Mit seinen Lebensmittel-Experimenten stieß Dieter Roth nicht überall auf Gegenliebe. Zweimal, 1966 und 1968, wurde sein Atelier wegen Geruchsbelästigung geräumt, fast alle Kunstwerke landeten auf dem Müll. Und als er 1970 in der Galerie Eugenia Butler in Los Angeles seine Installation "Staple Cheese (A Race)" ausstellte, die aus 37 mit Käse gefüllten Koffern bestand und natürlich bald von Fliegen und Maden befallen war, kam es nach Klagen der besorgten Anwohner zum Prozess. Mit dem Argument, das Werk symbolisiere den Weg allen Irdischen, durfte die Galeristin "Staple Cheese" zwar noch eine kurze Zeit zeigen. Verkaufen konnte sie das Werk allerdings nicht, und es heißt, ihr Mann habe es schließlich nach einigen Jahren einfach entnervt irgendwo in der Wüste entsorgt.

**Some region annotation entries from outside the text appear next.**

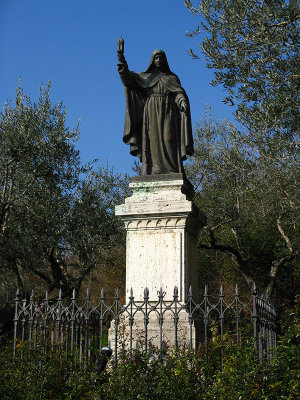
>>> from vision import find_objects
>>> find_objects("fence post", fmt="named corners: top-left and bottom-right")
top-left (13, 289), bottom-right (19, 358)
top-left (251, 282), bottom-right (258, 350)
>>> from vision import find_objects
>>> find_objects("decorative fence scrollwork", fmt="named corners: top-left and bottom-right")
top-left (13, 286), bottom-right (277, 363)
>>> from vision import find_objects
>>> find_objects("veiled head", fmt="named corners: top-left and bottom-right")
top-left (145, 49), bottom-right (172, 74)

Doch nicht nur mit organischem Material machte Dieter Roth Vergänglichkeit sichtbar - auch mit ausufernden Materialsammlungen: So sammelte er in dem Projekt "Flacher Abfall" über Jahre hinweg täglich alle Verbrauchsgegenstände, die nicht dicker als drei bis vier Millimeter waren, und heftete sie in über 600 Aktenordnern ab.

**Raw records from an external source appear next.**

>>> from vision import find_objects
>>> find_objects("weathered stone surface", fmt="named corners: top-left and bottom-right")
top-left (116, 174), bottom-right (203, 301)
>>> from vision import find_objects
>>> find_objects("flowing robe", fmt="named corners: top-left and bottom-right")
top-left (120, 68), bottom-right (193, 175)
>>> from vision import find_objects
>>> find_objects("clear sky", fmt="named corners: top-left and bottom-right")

Verfall über den Tod hinaus
Eines von Dieter Roths Schlüsselwerken sollte schließlich seine "Gartenskulptur" werden. Anfänglich handelte es sich hierbei nur um ein Selbstporträt, ironisch auf James Joyce bezogen, dessen Roman "A portrait of the artist as a young man" Roth außerordentlich kitschig fand. Er entwarf daraufhin 1968 "A portrait of the artist as Vogelfutterbüste" - eine Schokoladenskulptur mit Vogelfutterbeimischungen und einem Anflugbrett, die in einem Kölner Garten aufgestellt wurde. Hier sollten die Vögel als "Mitarbeiter" tätig werden und mit ihrem Gepicke die Büste mitgestalten.

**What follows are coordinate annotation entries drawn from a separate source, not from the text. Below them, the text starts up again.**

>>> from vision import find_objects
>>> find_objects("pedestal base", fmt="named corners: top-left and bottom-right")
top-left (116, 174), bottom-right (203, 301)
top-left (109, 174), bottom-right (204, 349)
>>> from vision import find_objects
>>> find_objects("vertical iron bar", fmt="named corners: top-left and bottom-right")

Um diesen Kern herum begann das Werk immer weiter zu wuchern: Zeichnungen, Vorarbeiten und Skizzen zu dem Projekt wurden im Garten mitaufgestellt und der Witterung ausgesetzt. Ausgewaschene Farbe wurde aufgefangen, in Weckgläsern eingekocht - und zu einem weiteren Bestandteil der Gartenskulptur gemacht. Als der Gartenbesitzer wegzog, kam das Werk an einen neuen Standort und wurde um allerhand Hasenapplikationen erweitert - aus Holz, Plüsch, Schokolade, und sogar eine Zeit lang durch einen echten Hasen in einem Hasenstall. Über Jahre wuchs die Gartenskulptur weiter an, bis sie zu einem 20 Meter langen Gebilde geworden war, in das unter anderem Fernseher integriert waren, die Videos von den Veränderungen, Umzügen und Umbauten zeigten.
Ein virtueller Rundgang durch das Schimmelmuseum lässt sich hier unternehmen: Schimmelmuseum
Doch neben seinem wuchernden Gartenobjekt hielt Roths Begeisterung für Zersetzung zeitlebens an. Den Höhepunkt seiner ungewöhnlichen Passion sollte schließlich Anfang der Neunzigerjahre sein eigenes "Schimmelmuseum" werden: In einer Hamburger Remise, die selbst schon feucht geworden und dem zunehmenden Verfall preisgegeben war, errichtete er einen Ausstellungsort des Verfalls. Darin brachte er Schimmelbilder und Objekte unter, die er dort über Jahre hinweg seinen "Mitarbeitern" überlassen konnte. Und die taten ihre Arbeit - sogar noch Jahre über den 5. Juni 1998 hinaus, an dem der ungewöhnliche Künstler in Basel verschied.
Am Ende jedoch fiel auch das einzigartige "Schimmelmuseum" Roths der Vergänglichkeit anheim: Im Jahr 2004 wurde das baufällige Haus abgerissen. Nachbarn hatten aus Angst vor übergreifenden Keimen gegen das Museum geklagt.